Czytając trochę między wierszami, oto co moim zdaniem doprowadziło do tego: Dyrektor A jest wściekły na B, bo B wydał pieniądze na drogie technologie. B, nie mając za co nic do pokazania, postanowił zrzucić to zadanie na mnie jako “eksperyment”, wiedząc, że nie będę w stanie dotrzymać terminu, o którym nie wiedziałem, więc miał kozła ofiarnego.

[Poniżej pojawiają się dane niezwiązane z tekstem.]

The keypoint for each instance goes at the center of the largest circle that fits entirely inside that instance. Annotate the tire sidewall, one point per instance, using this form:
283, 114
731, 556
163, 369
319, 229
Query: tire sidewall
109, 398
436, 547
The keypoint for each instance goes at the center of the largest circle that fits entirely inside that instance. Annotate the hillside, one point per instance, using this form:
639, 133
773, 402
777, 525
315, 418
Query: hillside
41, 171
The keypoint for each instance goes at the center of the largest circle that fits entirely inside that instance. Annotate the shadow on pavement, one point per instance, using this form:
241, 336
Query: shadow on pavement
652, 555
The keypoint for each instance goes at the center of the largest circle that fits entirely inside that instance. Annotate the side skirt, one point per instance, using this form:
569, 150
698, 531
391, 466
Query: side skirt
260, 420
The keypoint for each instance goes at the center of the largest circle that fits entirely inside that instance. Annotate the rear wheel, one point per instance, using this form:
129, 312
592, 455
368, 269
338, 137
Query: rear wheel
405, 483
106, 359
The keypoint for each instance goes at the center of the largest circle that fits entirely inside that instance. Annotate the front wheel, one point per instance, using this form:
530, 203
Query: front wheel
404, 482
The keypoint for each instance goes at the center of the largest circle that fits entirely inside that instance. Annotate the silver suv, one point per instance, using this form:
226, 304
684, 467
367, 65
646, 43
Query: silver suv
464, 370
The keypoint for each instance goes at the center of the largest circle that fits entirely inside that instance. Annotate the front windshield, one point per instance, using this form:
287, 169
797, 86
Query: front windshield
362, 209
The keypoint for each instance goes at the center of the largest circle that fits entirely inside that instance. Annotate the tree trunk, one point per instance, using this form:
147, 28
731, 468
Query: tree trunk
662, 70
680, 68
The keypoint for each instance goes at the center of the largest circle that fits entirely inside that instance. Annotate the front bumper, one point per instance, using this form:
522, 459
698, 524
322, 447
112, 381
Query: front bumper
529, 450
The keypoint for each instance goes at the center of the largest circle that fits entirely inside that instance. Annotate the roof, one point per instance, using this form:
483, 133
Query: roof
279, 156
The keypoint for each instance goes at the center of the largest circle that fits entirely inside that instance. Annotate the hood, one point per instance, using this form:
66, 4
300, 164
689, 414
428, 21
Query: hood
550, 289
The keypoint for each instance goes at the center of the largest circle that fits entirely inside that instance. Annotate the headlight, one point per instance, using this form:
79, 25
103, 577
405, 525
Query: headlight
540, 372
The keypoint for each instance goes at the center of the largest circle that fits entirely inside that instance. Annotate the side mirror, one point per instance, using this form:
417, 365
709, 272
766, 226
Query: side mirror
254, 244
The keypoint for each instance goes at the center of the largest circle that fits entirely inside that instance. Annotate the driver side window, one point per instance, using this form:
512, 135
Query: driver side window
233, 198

W końcu nie doszło do żadnych działań dyscyplinarnych poza poważnymi skandalami. Myślę, że musiało im się to wydawać dziwne od pierwszego spotkania i zdali sobie sprawę, że CCMA bardzo by im utrudniło sprawę, gdyby mnie w tej sytuacji zwolnili
Ten wynik na bok, już szukam innej pracy i przekażę zawiadomienie, jak tylko coś znajdę. Zdecydowanie nie jest to środowisko, w którym zamierzam spędzać więcej czasu niż muszę.
Edit: Also - why people keep flagging this as a duplicate for a question about surviving a PIP? Najwyraźniej nie jest to nawet zbliżone do tej samej sytuacji, wątpię, aby ktokolwiek w kierownictwie tej firmy wiedział, czym jest PIP.